A somewhat romantic story is told relative to the connection between the families of Lane and Teeling: In the year 1792 Major Lord Edward FitzGerald and Captain George Lane were serving in the 54th Regiment at Portsmouth. One day, while walking together on the ramparts, a dispute arose between them, words became high, and Captain Lane drew his sword on his commanding officer, Lord Edward, who however declined to fight a duel with him. Consequent on this breach of military discipline, Captain Lane was placed in arrest on the spot, and next day got the option of standing a court-martial or resigning. He accepted the latter.

Some five years later, in 1797, the romantic attachment of Lord Edward's sister, Lady Lucy FitzGerald, to General Humbert's young aide-de-camp - Bartholomew Teeling - was believed to have culminated in an engagement of marriage, and she gave him a ring on which was engraved "ERIN GO BRAH", which he wore until the night before his execution in 1798, when he sent it to his brother as the dearest pledge he could leave of fratenal affection. [footnote: Lord Edward FitzGerald and Bartholomew Teeling, who lost lives in the insurrection of 1798, were descended respectively from two sisters - the Lady Avelina de Burgo (whose daughter, Matilda, married Sir William Teeling) and the Lady Joan de Burgo, who married the second Earl of Kildare: both of whom were sisters of Queen Ellen of Scotland, and daughters of Richard de Burgo, Earl of Ulster, who was ancestor of the three Kings of England of the House of York, and of the line of Stuarts, Kings of Scotland and England.]

Two hundred and sixty years before this sad event, another of the Teelings had died for Ireland and a Geraldine, having been beheaded in 1536 for joining the romantically heroic "Silken Thomas" in his ill-starred rebellion, who when executed in 1537 was exactly the same age (twenty-four years) as was Bartholomew Teeling when executed in 1798.

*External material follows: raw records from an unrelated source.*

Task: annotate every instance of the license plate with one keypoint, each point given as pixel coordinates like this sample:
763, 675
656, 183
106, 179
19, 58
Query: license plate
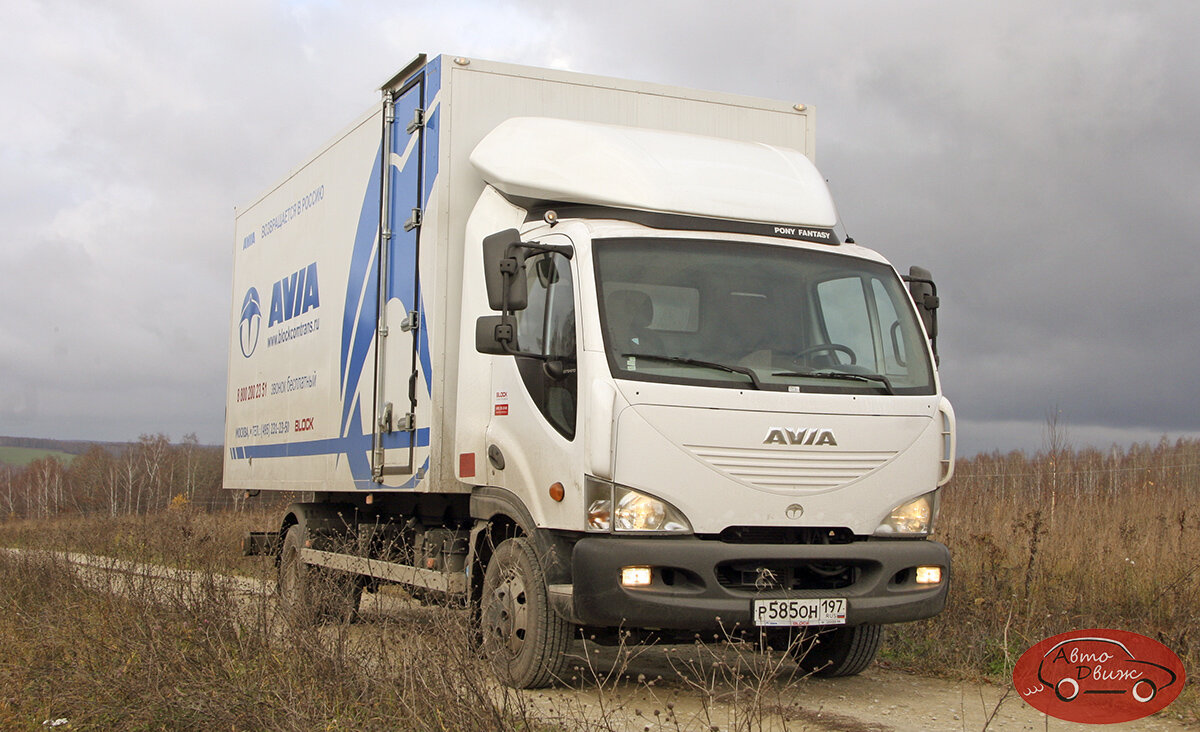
823, 611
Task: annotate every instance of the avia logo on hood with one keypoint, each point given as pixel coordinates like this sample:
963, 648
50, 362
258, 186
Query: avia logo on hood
294, 295
783, 436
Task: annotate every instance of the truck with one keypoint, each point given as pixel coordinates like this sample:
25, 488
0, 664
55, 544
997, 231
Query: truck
587, 355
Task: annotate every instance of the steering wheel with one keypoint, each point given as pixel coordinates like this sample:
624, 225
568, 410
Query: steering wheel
828, 347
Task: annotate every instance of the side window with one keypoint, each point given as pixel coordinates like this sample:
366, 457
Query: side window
846, 319
547, 327
894, 355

More than eighty years after the tragic death of Lady Lucy's chivalrous young knight, their reputed engagement ring became the engagement ring of the great-granddaughter of Captain Lane (who had drawn his word on Lord Edward), and of Bartholomew Teeling's grand-nephew, Captain Bartle Teeling, who served in the Pontifical Zouaves during the campaign of 1867, for which he received from Pope Pius IX the cross "Fidei et Virtuti."

[The Mullagha branch, to which the present representtaives of the family belong, is descended from Sir William Teeling's second son, Thomas Teeling de Mullagha, who married Jane, eldest daughter of Richard Bellew (ancestor of Lord Bellew).

In the sixteenth century the family became connected, by the marriage of Richard Teeling of Mullagha to Mary Barnwall, with the houses of Trimleston, Dunboyne, and Kingsland, and for a second time with the Geraldines - Brudget, daughter of the twelfth Earl of Kildare and widow of the first Earl of Tyrconnell, having married Nicholas Barnwall, first Viscount Kingsland, to which family Mrs Richard Teeling belonged.

In the eighteenth century another Richard Teeling of Mullagha married Anne Aylmer, who was descended from the third Lord Killen and from the Baron of Slane, by which alliance they became connected with the houses of Fingall, Aylmer and Slane. By the marriage of Bartholomew Teeling and his son Luke Teeling to members of the house of Taafe they became connected with the house of Carlinford and with Count Taaffe, Prime Minister of Austria, and with the ancient and noble houses of Gablacini, Borgogeli, and Franchi de Cavalieri, of the Papal States. The nephew of Mrs Luke Teeling (née Taafe) married the Marchesa Gablacini, Contessa Ferretti, to which family Pope Pius IX belonged, and her niece married Count Luigu Borgogeli. The present representative of the family of Franchi de Cavalieri, who is great-grand-nephew of Mrs Luke Teeling, is a member of the Noble Guard of Pope Pius X.]